Better Lookups for map and unordered_map

Document #: P3091R3
Date: 2024-10-14 19:11 EDT
Project: Programming Language C++
Audience: LEWGI
Reply-to: Pablo Halpern
<>

1 Abstract

The most convenient way to look up an element of a map or unordered_map is to use the index operator, i.e., theMap[key]. This operator cannot be used, however, when 1) the container is const, 2) the mapped type is not default constructible, 3) the default-constructed value is inappropriate for the context, or 4) the container should not be modified. These limitations often force the user to resort to the find member function, which returns an iterator that points to a pair and typically leads to more complex code having at least one if statement and/or duplicate lookup operations. Taking inspiration from other languages, especially Python, this paper proposes a get member function that returns optional<T&> and leverages the observers and monadic operations of optional to simplify lookups for map and unordered_map. Note that this proposal is built on optional<T&>, which is described in [P2988R7] and is not yet in the C++ Working Draft. It’s usefulness is also enhanced by the maybe facilities described in [P1255].

2 Change Log

R3 (2024-10-15 pre-Wroclaw mailing)

R2 (2024-05-23 pre-St. Louis mailing)

R1 (post 2024-02-27 LEWGI teleconference)

R0 (2024-02-15 pre-Tokyo mailing)

3 Motivation

Just about every modern computer language has, as part of the language or its standard library, one or more associative containers that uniquely map a key to a value, variously called map, hash_map, dictionary, or something similar. In C++, we have std::map, std::unordered_map, and eventually (per [P0429R9] and [P2767R2]) std::flat_map. The easy-to-write and easy-to-read expression for getting a value for an associated key is simply theMap[key]; in other words, a mapped value is retrieved (and often set) using the index operator, which returns a reference to the value associated with the key. Unfortunately, the index operator in the C++ associative containers has a number of shortcomings compared to many other languages.

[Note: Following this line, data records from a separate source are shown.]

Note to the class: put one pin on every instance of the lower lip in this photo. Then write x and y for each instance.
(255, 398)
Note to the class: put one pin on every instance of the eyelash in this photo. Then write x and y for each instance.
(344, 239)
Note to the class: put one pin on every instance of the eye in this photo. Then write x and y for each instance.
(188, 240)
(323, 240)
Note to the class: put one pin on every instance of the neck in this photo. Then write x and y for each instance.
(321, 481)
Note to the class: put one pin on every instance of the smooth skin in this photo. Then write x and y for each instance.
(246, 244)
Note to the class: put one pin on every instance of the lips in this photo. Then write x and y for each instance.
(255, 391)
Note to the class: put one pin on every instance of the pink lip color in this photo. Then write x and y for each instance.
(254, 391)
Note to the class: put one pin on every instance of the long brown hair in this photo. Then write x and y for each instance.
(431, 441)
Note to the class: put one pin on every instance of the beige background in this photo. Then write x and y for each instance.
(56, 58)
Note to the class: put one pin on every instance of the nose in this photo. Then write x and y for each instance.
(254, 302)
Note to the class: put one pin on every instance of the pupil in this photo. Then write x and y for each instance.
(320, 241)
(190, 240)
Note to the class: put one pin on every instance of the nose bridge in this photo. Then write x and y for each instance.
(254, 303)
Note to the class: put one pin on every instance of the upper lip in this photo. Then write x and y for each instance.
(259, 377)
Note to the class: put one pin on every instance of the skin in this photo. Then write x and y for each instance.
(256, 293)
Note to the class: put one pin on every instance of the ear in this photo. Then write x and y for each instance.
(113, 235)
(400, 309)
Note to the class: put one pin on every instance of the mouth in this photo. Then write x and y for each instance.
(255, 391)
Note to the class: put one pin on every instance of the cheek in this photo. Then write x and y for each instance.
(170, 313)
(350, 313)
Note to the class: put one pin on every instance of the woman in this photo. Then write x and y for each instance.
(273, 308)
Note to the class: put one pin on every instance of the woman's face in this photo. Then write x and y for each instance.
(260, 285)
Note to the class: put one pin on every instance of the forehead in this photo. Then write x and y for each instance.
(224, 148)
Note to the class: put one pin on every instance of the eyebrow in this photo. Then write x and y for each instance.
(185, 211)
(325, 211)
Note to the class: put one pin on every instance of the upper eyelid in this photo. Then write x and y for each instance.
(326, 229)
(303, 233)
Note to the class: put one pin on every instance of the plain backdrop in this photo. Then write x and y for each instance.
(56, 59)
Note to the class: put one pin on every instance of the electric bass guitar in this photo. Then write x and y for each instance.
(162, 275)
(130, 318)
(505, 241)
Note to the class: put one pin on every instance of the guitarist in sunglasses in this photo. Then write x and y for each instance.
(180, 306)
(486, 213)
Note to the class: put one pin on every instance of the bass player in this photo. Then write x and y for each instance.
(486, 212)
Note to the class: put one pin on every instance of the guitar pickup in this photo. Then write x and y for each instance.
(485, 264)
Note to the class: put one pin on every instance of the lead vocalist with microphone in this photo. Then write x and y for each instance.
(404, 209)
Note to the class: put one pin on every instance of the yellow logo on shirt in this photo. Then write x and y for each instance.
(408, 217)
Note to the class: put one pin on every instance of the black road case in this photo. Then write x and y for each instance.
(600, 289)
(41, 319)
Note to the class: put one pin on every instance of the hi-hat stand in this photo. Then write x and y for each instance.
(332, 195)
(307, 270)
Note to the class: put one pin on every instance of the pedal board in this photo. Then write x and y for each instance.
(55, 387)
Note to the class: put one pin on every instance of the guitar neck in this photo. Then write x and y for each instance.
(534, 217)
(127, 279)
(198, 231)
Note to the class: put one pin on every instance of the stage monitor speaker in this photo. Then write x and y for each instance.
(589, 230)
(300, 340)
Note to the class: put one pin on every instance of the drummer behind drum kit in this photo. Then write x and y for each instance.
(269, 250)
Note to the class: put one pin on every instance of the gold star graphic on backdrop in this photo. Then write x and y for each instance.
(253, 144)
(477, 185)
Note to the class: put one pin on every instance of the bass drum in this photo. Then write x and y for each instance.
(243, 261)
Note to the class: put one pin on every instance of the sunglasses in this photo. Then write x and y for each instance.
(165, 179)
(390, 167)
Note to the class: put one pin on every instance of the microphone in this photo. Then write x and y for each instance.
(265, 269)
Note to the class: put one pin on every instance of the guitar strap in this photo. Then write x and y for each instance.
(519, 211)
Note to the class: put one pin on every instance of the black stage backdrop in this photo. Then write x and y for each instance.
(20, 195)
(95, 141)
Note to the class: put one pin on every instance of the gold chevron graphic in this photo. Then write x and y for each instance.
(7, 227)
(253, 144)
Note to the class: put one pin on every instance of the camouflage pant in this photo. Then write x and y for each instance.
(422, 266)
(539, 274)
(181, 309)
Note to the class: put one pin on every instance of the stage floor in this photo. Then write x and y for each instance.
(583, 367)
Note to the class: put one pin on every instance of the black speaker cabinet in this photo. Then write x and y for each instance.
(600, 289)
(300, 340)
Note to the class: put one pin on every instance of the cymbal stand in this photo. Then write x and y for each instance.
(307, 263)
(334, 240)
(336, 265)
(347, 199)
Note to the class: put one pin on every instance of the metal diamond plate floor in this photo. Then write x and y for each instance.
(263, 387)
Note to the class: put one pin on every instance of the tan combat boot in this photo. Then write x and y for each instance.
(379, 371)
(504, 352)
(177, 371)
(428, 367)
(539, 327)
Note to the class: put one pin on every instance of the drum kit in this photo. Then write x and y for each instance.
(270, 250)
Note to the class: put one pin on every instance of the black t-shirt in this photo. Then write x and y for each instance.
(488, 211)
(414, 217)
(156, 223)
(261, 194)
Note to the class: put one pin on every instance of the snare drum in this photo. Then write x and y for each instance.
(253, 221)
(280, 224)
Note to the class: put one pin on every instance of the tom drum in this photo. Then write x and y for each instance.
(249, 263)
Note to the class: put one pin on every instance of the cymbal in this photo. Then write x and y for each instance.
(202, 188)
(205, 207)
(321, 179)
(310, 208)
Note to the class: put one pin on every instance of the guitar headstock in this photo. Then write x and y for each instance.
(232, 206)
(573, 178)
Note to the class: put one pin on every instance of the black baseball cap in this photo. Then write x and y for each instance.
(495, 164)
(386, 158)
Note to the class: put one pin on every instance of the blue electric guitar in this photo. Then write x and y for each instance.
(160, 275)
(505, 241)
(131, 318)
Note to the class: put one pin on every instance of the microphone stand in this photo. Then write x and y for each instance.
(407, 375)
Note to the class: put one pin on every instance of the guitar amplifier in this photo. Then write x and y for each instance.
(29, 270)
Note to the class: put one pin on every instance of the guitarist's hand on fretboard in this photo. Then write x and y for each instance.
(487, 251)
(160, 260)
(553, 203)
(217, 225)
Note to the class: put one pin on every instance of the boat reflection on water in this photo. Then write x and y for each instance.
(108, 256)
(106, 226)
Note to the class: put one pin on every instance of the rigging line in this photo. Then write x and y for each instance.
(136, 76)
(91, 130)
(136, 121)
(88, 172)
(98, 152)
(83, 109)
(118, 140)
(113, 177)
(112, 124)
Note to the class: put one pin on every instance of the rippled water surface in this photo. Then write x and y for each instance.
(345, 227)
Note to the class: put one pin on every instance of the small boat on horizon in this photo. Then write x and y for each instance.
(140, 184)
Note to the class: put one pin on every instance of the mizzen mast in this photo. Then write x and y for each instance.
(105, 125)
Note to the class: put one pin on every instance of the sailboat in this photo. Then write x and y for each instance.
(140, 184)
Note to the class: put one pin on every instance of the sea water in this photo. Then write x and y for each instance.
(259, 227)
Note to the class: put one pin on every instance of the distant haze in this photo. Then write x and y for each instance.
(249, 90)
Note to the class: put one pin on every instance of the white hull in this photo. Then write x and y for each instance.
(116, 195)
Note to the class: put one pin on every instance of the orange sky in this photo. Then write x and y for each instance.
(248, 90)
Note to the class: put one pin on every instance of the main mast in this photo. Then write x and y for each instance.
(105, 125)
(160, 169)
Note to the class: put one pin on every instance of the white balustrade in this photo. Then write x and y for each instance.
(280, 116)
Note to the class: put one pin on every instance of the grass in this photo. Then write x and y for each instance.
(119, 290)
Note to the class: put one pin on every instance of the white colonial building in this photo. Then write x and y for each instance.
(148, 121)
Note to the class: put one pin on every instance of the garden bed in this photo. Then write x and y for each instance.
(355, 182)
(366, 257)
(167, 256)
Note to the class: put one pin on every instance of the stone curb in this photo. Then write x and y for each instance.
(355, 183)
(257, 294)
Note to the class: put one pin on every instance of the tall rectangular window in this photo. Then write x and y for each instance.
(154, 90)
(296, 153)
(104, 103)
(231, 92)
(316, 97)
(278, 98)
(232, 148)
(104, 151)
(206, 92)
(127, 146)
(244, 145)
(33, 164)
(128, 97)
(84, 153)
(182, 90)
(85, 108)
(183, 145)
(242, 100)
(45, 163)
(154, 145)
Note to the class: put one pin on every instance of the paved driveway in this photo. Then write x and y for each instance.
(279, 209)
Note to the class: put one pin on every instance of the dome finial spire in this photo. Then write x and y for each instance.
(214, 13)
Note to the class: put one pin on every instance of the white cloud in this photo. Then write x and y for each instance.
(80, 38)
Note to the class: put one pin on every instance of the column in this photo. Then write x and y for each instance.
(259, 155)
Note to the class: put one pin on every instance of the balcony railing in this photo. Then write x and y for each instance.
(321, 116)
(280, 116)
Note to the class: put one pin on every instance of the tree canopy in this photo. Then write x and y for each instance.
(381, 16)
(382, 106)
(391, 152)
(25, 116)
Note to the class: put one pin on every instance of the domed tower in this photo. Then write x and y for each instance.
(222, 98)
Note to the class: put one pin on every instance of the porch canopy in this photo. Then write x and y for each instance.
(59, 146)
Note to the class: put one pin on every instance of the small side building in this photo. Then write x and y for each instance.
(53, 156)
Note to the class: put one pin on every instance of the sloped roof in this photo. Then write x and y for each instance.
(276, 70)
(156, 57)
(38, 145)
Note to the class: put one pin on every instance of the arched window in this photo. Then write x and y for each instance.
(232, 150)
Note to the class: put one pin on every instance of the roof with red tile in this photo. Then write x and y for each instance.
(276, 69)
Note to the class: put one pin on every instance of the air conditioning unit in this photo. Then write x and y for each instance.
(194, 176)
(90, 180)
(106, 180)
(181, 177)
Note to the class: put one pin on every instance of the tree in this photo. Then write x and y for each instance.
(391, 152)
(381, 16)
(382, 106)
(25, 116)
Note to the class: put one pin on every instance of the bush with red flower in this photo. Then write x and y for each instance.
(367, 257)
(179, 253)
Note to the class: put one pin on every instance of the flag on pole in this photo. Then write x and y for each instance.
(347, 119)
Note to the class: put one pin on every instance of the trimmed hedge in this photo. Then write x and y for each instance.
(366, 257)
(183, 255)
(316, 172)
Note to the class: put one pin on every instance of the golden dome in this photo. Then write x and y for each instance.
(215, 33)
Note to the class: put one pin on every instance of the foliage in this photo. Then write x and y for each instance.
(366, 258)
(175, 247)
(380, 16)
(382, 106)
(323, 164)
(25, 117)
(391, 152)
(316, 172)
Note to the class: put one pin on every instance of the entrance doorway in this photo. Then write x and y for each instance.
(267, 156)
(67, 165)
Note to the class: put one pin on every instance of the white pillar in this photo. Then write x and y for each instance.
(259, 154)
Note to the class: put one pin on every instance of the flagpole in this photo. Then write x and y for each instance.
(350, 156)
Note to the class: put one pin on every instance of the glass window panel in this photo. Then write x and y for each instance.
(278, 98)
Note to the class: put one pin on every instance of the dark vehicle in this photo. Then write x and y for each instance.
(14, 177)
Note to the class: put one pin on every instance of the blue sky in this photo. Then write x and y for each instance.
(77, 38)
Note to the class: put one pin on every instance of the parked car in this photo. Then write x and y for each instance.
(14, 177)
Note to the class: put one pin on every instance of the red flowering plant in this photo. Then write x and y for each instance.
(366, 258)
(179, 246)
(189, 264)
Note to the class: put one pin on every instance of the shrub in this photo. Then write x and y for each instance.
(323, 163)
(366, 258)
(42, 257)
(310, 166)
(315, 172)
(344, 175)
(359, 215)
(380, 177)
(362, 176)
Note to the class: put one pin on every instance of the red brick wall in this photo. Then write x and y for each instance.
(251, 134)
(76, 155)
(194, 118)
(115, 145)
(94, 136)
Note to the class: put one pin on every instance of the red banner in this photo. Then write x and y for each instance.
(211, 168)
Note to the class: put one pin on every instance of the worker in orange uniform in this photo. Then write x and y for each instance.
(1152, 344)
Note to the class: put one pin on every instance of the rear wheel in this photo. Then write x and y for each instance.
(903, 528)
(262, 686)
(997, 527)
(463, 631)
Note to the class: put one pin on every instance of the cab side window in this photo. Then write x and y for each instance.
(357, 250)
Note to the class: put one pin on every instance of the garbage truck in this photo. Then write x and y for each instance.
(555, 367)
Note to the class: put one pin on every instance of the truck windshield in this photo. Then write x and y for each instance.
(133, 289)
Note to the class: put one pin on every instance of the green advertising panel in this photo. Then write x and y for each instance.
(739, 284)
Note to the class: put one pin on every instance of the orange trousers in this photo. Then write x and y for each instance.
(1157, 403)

Consider a std::unordered_map named theMap that maps an integer key to a floating-point value, modeling a sparse array of double. If we want to find the largest of the double values mapped to the integer keys in the range 1 to 100, we might be tempted to write the following loop:

double largest = -std::numeric_limits<double>::infinity();
for (int i = 1; i <= 100; ++i)
  largest = std::max(largest, theMap[i]);

If theMap is const, the loop will not compile. If any of the keys in the range [1, 100] are absent from the map, then theMap[i] will return a default-constructed double having value 0.0, which might or might not be desirable, depending on whether we want to treat missing values as truly having value 0.0 or to ignore them (or, equivalently, to treat them as having value \(-\infty\)). Finally if, before executing this loop, theMap contains only, say, five entries, then at the end of the loop, it will contain at least 100 entries, most of whose values will be zero.

There are alternatives that avoid all these shortcomings but are significantly less elegant and therefore more error prone. For example, the at member function looks a lot like operator[] and has none of the above shortcomings, but missing keys are handled by throwing exceptions, making this option impractical for situations other than when the key is almost certain to exist. Moreover, a try-catch block within a loop is rarely a clean way to structure code:

double largest = -std::numeric_limits<double>::infinity();
for (int i = 1; i <= 100; ++i)
{
  try {
    largest = std::max(largest, theMap.at(i));
  } catch (const std::out_of_range&) { }
}

The above code would work with a const map, would ignore missing elements (rather than treating them as zeros), and would not populate the map with useless entries, but many programmers would argue that the loop is inelegant at best. In most C++ implementations, this code would be extremely inefficient unless key misses are rare.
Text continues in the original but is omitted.